When my boys were born I started to wonder just as you are, if they, too, would struggle with the same issue. I read that your level of conscientiousness is influenced both by heredity (49% heritability) and by environmental factors, so I figured there was a good chance that they’d be afflicted. I watch carefully as they play, looking for signs of impulsiveness. I don’t always love what I see, especially for my oldest. But it’s hard to tell. The pre-frontal cortex, which (I’m pretty sure) regulates this tendency isn’t fully developed until the late teens or early twenties.
Either way, since environment plays a significant role here, I decided I would do anything to help them hardwire as many conscientious habits as I could before they fly the coop. Below are a few of the strategies that have worked for me or that I’ve used to good effect on my sons.
Six Simple Strategies
Objectify the Impulsiveness:
Blame and shame are a waste of energy; they do no good and keep you (or your kid) trapped. If you notice impulsive behavior in yourself of your kids, do yourself a favor and depersonalize/destigmatize it. Call it by name (low conscientiousness) and reiterate to yourself, or out loud to your children, that this just means you have to work a little harder to prevail, but it doesn’t mean you can’t. Just as a dyslexic person adopts strategies for reading, the person low in conscientiousness can adopt strategies to get (and stay) organized.
Instill One New Habit Every 6 Months:
One of the best strategies by far is to develop habit sets that keep chaos at bay. Young brains are learning machines, so instill habits early and they are likely to stick (effortlessly) for a lifetime. Start with something like a morning routine as I describe in this post, using rewards and praise to cement the good habit. Don’t let them “get out” of even one day. By the end of six months, it should be as ingrained as brushing teeth and you can add another habit to the repertoire.

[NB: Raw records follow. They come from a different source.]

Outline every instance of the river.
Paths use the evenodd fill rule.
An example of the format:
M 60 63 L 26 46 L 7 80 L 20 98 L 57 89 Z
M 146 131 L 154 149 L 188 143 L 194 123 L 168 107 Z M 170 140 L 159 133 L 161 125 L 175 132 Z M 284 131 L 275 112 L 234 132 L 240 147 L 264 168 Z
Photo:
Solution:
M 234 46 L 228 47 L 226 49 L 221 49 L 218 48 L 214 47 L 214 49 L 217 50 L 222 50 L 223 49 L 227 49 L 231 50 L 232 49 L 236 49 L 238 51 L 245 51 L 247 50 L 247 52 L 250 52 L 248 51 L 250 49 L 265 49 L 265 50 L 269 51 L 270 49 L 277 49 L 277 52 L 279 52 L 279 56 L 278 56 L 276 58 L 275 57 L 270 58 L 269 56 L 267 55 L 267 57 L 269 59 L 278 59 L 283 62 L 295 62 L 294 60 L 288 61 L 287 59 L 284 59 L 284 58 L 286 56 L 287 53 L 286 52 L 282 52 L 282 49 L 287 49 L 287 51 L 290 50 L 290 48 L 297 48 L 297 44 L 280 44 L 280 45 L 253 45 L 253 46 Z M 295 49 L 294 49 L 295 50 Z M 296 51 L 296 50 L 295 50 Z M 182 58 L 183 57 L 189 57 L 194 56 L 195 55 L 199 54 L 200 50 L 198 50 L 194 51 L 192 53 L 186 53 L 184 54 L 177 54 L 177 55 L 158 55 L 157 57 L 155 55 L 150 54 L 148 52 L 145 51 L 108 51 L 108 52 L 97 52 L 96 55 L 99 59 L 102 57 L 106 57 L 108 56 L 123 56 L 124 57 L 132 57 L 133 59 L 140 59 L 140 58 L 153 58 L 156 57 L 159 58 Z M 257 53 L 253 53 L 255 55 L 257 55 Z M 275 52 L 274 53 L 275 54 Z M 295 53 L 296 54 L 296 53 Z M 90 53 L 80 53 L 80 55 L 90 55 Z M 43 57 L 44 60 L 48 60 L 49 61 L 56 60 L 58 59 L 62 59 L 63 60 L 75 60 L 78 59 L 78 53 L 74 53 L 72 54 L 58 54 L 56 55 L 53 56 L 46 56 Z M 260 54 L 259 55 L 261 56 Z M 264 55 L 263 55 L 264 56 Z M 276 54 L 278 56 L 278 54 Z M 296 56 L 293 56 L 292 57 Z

Engage Them in Organizational System Problem Solving:
Ask them to solve an organizational challenge in the playroom, such as where and how to keep the Legos, the trains, and board games organized so they enjoy their toys more. Encourage ones over the age of 5 to research good options (maybe go online with them to search Pinterest), pick out their own containers, decorate them, and put them in place. Resist the urge to do it for them. This not only is a great way to teach them the basics of solving organizational problems, but the more invested they are in them, the more likely they will be to adopt them without a fight.
Actively Foster a Link Between Organization and Joy:
Look for ways to link the emotion of joy and pleasure with being organized. The stronger the positive emotional link, the more likely they are to do it. So make a big deal out of their organizational successes.
Involve Them in Organized Sports:
I’m convinced that the structure, the accountability to my teammates, and the scary coaches who demanded I follow through all helped build my discipline muscle. And that paid huge dividends in other areas.
Talk to Their Teachers:
Let the teacher know that your child may suffer from disorganization (and that they’re leaning on a weak stick in you). Ask for a heads-up on big projects that need to be done over many weeks, ask about any strategies that work when it comes to building organizational muscles, ask frequently how your child is doing.